I launched the two jobs and also the JobStatusMonitor sample. All jobs are started with default fusion... so one pe per job.

While the JobStatusMonitor sample is running, I restarted the Router PE. I waited for the jobs to become healthy again.

I looked that the console from JobStatusMonitor to make sure that it has all the events, and here's what I have got:

{notifyType="com.ibm.streams.management.pe.changed",domainId="StreamsDomain",instanceId="StreamsInstance",jobId=0,jobName="com.ibm.streamsx.health.prepare::Router_0",resource="streamsqse.localdomain",peId=0,peHealth="healthy",peStatus="stopping",eventTimestamp=(1512487951,247000000,0)}
{notifyType="com.ibm.streams.management.pe.changed",domainId="StreamsDomain",instanceId="StreamsInstance",jobId=0,jobName="com.ibm.streamsx.health.prepare::Router_0",resource="streamsqse.localdomain",peId=0,peHealth="unhealthy",peStatus="stopping",eventTimestamp=(1512487951,278000000,0)}
{notifyType="com.ibm.streams.management.pe.changed",domainId="StreamsDomain",instanceId="StreamsInstance",jobId=1,jobName="com.ibm.streamsx.health.simulate.beacon.services::HealthDataBeaconService_1",resource="streamsqse.localdomain",peId=1,peHealth="healthy",peStatus="running",eventTimestamp=(1512487953,485000000,0)}
{notifyType="com.ibm.streams.management.pe.changed",domainId="StreamsDomain",instanceId="StreamsInstance",jobId=0,jobName="com.ibm.streamsx.health.prepare::Router_0",resource="streamsqse.localdomain",peId=0,peHealth="unhealthy",peStatus="stopped",eventTimestamp=(1512487953,511000000,0)}
{notifyType="com.ibm.streams.management.pe.changed",domainId="StreamsDomain",instanceId="StreamsInstance",jobId=0,jobName="com.ibm.streamsx.health.prepare::Router_0",resource="streamsqse.localdomain",peId=0,peHealth="unhealthy",peStatus="restarting",eventTimestamp=(1512487953,832000000,0)}
{notifyType="com.ibm.streams.management.pe.changed",domainId="StreamsDomain",instanceId="StreamsInstance",jobId=0,jobName="com.ibm.streamsx.health.prepare::Router_0",resource="streamsqse.localdomain",peId=0,peHealth="partiallyUnhealthy",peStatus="restarting",eventTimestamp=(1512487953,854000000,0)}
{notifyType="com.ibm.streams.management.pe.changed",domainId="StreamsDomain",instanceId="StreamsInstance",jobId=0,jobName="com.ibm.streamsx.health.prepare::Router_0",resource="streamsqse.localdomain",peId=0,peHealth="partiallyHealthy",peStatus="running",eventTimestamp=(1512487955,166000000,0)}
{notifyType="com.ibm.streams.management.pe.changed",domainId="StreamsDomain",instanceId="StreamsInstance",jobId=1,jobName="com.ibm.streamsx.health.simulate.beacon.services::HealthDataBeaconService_1",resource="streamsqse.localdomain",peId=1,peHealth="partiallyHealthy",peStatus="running",eventTimestamp=(1512487957,840000000,0)}
{notifyType="com.ibm.streams.management.pe.changed",domainId="StreamsDomain",instanceId="StreamsInstance",jobId=0,jobName="com.ibm.streamsx.health.prepare::Router_0",resource="streamsqse.localdomain",peId=0,peHealth="healthy",peStatus="running",eventTimestamp=(1512487960,829000000,0)}

HealthDataBeaconService is healthy at this point.. but it is missing in the event print out.
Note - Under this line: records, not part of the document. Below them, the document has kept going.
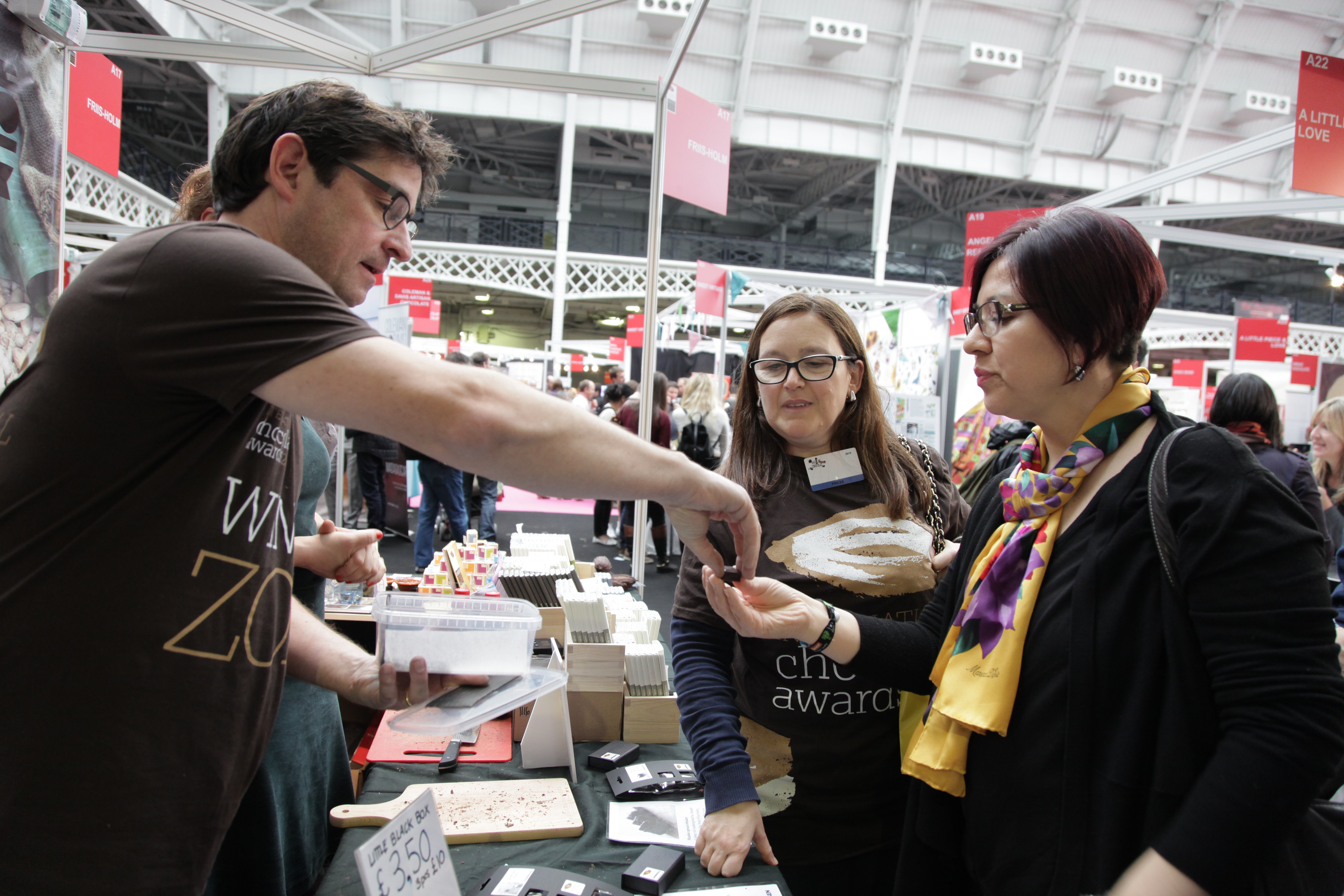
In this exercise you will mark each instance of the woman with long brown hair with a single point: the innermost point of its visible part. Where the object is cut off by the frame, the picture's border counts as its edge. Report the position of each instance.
(776, 723)
(1132, 670)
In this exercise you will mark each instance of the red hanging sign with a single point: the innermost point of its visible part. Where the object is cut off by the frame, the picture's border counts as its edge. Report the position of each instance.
(1305, 370)
(96, 111)
(1187, 371)
(1319, 140)
(635, 331)
(417, 292)
(710, 281)
(700, 138)
(982, 229)
(1261, 340)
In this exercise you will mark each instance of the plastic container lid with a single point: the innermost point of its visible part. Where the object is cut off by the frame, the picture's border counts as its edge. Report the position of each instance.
(455, 612)
(428, 719)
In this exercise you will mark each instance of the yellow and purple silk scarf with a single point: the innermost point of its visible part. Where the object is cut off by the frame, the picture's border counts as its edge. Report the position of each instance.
(978, 670)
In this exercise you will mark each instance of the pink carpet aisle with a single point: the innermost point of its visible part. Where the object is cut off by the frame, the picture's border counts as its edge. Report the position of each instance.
(518, 500)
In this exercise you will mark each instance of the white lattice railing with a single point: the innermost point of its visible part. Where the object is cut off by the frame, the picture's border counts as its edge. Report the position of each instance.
(116, 201)
(1302, 339)
(596, 277)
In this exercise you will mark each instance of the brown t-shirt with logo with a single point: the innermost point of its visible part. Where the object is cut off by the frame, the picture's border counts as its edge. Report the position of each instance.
(824, 741)
(147, 524)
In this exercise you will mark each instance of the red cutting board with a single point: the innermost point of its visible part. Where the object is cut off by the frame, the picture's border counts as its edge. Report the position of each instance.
(494, 745)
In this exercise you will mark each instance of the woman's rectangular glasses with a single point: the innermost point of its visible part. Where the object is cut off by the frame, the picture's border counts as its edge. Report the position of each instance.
(990, 316)
(401, 209)
(812, 369)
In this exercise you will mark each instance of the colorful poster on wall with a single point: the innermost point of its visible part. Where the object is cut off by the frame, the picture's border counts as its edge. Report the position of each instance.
(695, 164)
(96, 111)
(1319, 140)
(916, 417)
(30, 190)
(417, 292)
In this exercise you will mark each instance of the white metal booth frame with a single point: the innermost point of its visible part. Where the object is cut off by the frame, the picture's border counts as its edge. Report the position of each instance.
(560, 274)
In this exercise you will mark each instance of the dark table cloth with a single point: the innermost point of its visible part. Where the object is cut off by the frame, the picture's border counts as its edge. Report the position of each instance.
(592, 854)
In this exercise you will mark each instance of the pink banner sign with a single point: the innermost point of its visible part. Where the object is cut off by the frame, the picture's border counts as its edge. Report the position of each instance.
(700, 138)
(420, 295)
(710, 281)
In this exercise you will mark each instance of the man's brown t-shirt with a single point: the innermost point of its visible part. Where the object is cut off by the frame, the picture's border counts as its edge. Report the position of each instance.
(147, 524)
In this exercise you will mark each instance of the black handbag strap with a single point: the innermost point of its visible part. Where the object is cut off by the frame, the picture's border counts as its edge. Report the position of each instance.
(1163, 532)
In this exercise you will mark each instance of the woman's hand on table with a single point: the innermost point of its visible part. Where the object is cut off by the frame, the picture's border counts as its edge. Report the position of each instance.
(381, 687)
(728, 835)
(346, 555)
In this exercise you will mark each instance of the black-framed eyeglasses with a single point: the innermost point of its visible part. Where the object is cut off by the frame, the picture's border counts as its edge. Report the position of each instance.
(991, 315)
(397, 212)
(812, 369)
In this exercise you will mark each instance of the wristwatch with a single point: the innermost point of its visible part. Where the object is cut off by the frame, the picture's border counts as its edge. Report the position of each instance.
(827, 635)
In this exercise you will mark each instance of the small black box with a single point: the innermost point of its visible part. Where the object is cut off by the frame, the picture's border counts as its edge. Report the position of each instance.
(654, 871)
(613, 756)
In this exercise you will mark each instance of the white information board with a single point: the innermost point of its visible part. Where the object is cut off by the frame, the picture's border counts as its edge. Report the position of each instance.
(408, 856)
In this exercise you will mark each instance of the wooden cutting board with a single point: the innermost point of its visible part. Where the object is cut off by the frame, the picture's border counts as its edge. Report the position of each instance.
(483, 812)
I restarted the PE the second time and the healthy event shows up in the midst of the second set of events.

If the jobs become healthy, the JobStatusMonitor needs to report it in a timely manner. Clients are trying to use this to determine the status of the jobs... and if the jobs stay unhealthy, clients need to manually intervene.

chanskw commented 6 years ago

This seems to be an intermittent problem... I can reproduce it sometimes.. but not all the time.

markheger commented 6 years ago

workaround: Use the JobStatusSource operator instead of JobStatusMonitor because the JobStatusMonitor includes a DeDuplicate operator, which might filter out messages in a 5 seconds intervall.